21st century BC, Akkadian empire
Shu-sin, king of Ur, lived with his beloved wife, his children, and his brother Gilgamesh, who was known as the strongest in the land. When Shu-sin's son Ibbi-Sin was declared ready to rule, Gilgamesh went off on a great journey with many trials to find the source of immortality. The shade of his late boyfriend, Enkidu, begged a servant to intercede and persuade Gilgamesh off this path, but the servant had no such power to do so - or at least figured that she didn't.
The servant was called Enheduanna because of her eloquent speech at a remarkably young age, and no one was as surprised as her that she could speak to ghosts, let alone that she'd be solicited to speak to kings - mainly because she was an adolescent maid in service to Princess Kunsi-Matun. She followed Kunsi to Sirmanum, where she was to be their princess consort. Sirmanum rebelled, though, and chased Kunsi and Enheduanna into exile. In her helplessness, Enheduanna vented to Kunsi, sharing her observations of past kings' mistakes and triumphs, leading Kunsi to lead an army of her father's people to take Sirmanum. Her father then appointed his daughter as the rightful queen of Sirmanum.

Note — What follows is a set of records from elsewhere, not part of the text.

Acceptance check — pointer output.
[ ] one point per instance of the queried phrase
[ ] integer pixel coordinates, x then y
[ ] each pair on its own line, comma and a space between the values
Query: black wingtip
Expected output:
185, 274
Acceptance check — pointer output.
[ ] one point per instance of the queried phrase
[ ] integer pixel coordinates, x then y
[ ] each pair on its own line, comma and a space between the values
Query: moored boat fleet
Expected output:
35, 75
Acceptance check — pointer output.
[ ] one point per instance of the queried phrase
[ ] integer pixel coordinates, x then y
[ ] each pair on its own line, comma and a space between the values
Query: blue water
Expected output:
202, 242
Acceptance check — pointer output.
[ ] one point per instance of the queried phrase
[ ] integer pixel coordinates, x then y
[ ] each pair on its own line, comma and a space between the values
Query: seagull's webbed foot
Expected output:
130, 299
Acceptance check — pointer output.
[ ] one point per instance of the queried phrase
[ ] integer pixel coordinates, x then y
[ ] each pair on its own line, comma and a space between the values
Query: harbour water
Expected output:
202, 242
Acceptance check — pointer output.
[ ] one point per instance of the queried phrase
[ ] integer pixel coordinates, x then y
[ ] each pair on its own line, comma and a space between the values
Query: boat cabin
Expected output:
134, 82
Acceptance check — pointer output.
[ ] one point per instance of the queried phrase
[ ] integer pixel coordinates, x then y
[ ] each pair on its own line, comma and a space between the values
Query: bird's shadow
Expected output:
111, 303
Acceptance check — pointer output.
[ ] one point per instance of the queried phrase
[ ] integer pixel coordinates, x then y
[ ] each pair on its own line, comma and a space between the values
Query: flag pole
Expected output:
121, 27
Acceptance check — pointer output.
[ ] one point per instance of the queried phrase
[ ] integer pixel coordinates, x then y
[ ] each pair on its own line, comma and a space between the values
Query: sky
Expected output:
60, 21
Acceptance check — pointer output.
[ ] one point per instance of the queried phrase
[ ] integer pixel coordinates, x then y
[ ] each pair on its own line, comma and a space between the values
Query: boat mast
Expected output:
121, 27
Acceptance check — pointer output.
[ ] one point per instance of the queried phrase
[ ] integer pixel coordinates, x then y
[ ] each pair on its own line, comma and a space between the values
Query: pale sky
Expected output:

A visitor to her kingdom stumbled into town on coronation day claiming to have seen a hidden world under the ocean.
His named was Aziz the Shepherd and he had written a journal full of what looked like gibberish in a made-up alphabet. Enheduanna, however, realized he was right. The royals threw Aziz into prison, but she visited him every day as the memories came flooding back to her.
Gilgamesh's journey ended in the same place as Aziz's.
For she "saw the secret, discovered the hidden, and brought knowledge from before the flood" and she would become the one who goes a great journey, pushing herself "to exhaustion, before being brought to peace."
But she disappeared from history and memory, same as the plant of immortality.